Contrary to his usual practice, Friedrich did not finish painting the foreground of the picture. This is precisely why it is one of the discoveries of the Dresden exhibition: it points to a time in which the fragmentary will become an artistic medium, and combines this freedom with the confident painting style of the Old Masters. Friedrich's modernity, like that of the Surrealists, has a classical touch; it overcomes the visible world without destroying its forms.
Friedrich's second educational experience in Dresden, apart from the Dutch, was the art of his previous generation. Anton Graff, Adrian Zingg and Johann Christian Klengel had painted Elbe landscapes and Bohemian mountains, and the academy student from Greifswald absorbed their teachings and adapted them to his own needs. In the Kupferstichkabinett, the second stop on the Dresden exhibition, four gouaches are on display that Friedrich painted around 1802 in the Plauenscher Grund in the Weißeritz valley. They show the creator of the “Abbey in the Oak Forest” as a late Baroque idyllist. His swans swim neatly in the mill pond, the country road is enlivened by cows, and a glassworks bravely blows its coal smoke into the evening sky.
The revolution that the artist achieved with the Tetschen Altar and the switch to oil painting five years later only becomes really visible from here, and in Dresden you can follow it step by step. The Berlin Seasons Cycle still contains Rococo elements, but on Rügen Friedrich is already drawing landscapes without any pictorial decoration. In the Weimar Sepia Sheets and the Karlsruhe Sketchbook, which can be digitally opened in the Kupferstichkabinett, he finally finds his form. The towering spruces, the gnarled, leafless trees, the flat fields and the rocks floating in the mist become the letters of his painterly language.

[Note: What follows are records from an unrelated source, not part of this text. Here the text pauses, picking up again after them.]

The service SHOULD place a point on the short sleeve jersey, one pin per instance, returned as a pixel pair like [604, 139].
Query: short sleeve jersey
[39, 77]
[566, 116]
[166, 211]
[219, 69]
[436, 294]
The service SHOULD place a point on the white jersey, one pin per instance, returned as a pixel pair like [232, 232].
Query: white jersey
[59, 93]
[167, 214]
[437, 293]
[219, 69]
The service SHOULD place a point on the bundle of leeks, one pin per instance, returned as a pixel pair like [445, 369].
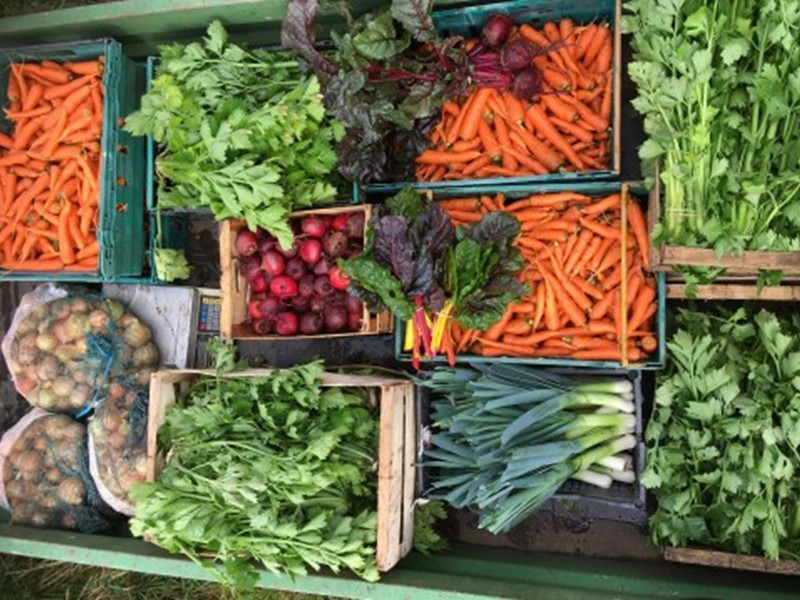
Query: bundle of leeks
[508, 437]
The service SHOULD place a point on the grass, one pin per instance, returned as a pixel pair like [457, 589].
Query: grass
[23, 578]
[15, 8]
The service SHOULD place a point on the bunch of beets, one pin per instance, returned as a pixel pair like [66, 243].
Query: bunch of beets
[301, 290]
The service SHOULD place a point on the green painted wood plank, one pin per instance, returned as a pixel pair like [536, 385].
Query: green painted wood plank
[464, 573]
[144, 24]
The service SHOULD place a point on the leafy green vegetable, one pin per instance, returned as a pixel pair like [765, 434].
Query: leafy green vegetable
[724, 438]
[275, 469]
[386, 96]
[243, 133]
[426, 538]
[719, 87]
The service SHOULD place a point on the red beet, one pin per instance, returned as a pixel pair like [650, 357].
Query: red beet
[252, 309]
[262, 327]
[246, 243]
[335, 243]
[310, 323]
[288, 252]
[268, 307]
[313, 226]
[317, 303]
[527, 83]
[283, 286]
[339, 222]
[354, 305]
[517, 54]
[322, 285]
[296, 268]
[496, 29]
[354, 321]
[339, 279]
[250, 267]
[353, 251]
[259, 284]
[300, 303]
[273, 262]
[355, 225]
[310, 251]
[322, 267]
[335, 318]
[305, 286]
[286, 323]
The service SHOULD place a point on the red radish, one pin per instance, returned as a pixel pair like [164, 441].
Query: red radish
[353, 251]
[340, 222]
[283, 286]
[354, 305]
[288, 252]
[262, 327]
[268, 307]
[339, 279]
[246, 243]
[250, 267]
[286, 323]
[354, 321]
[267, 244]
[252, 309]
[313, 226]
[335, 243]
[322, 267]
[310, 251]
[259, 284]
[305, 286]
[296, 268]
[273, 263]
[300, 303]
[335, 318]
[355, 225]
[310, 323]
[322, 285]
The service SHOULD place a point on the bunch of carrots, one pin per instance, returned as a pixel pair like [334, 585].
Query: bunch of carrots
[493, 133]
[578, 307]
[49, 166]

And just as he copied figures from the old masters, he collected landscapes in Saxony and Bohemia. He found the ruins of the monastery of Eldena, transformed, in Altzella and Oybin near Zittau. In the Uttewalder Grund he drew rock gates and stones for his megalithic tombs, tree studies in the Tharandt Forest, and chains of hills in the Giant Mountains. Only his adopted home of Dresden remained as alien to him as a backdrop, as it was to his painter friends and rivals. The “Woman at the Window” obscured the view of the banks of the Neustadt. Behind the “Hill with Broken Field” from 1824, only the spires of the towers rose out of the morning mist. But if you look long enough, you can already recognize the ravens from van Gogh's “Wheat Field” in Friedrich's rooks.
One chapter that is neglected in both parts of the exhibition in Dresden (as in Hamburg and Berlin) is the political Friedrich. The painter, who fled to the forests to escape the war and to his studio to escape the street riots of 1830, despised the “royal servants”; the old German clothing that many of his figures wear was a statement against the class society of the Vormärz period. And “Hutten's Grave” once bore not only the name of the reformer, but also those of Arndt, Jahn and Görres. The painting hangs in the “Cemeteries” section of the Albertinum, but it could also have been given a different heading: “Protest”. There are still many stories to tell about the painter Caspar David Friedrich. Just as there are stories to tell about his art.
Caspar David Friedrich. Where it all began. Albertinum Dresden, until January 5, 2025, and Kupferstichkabinett, until November 17. The catalogue costs 36 euros.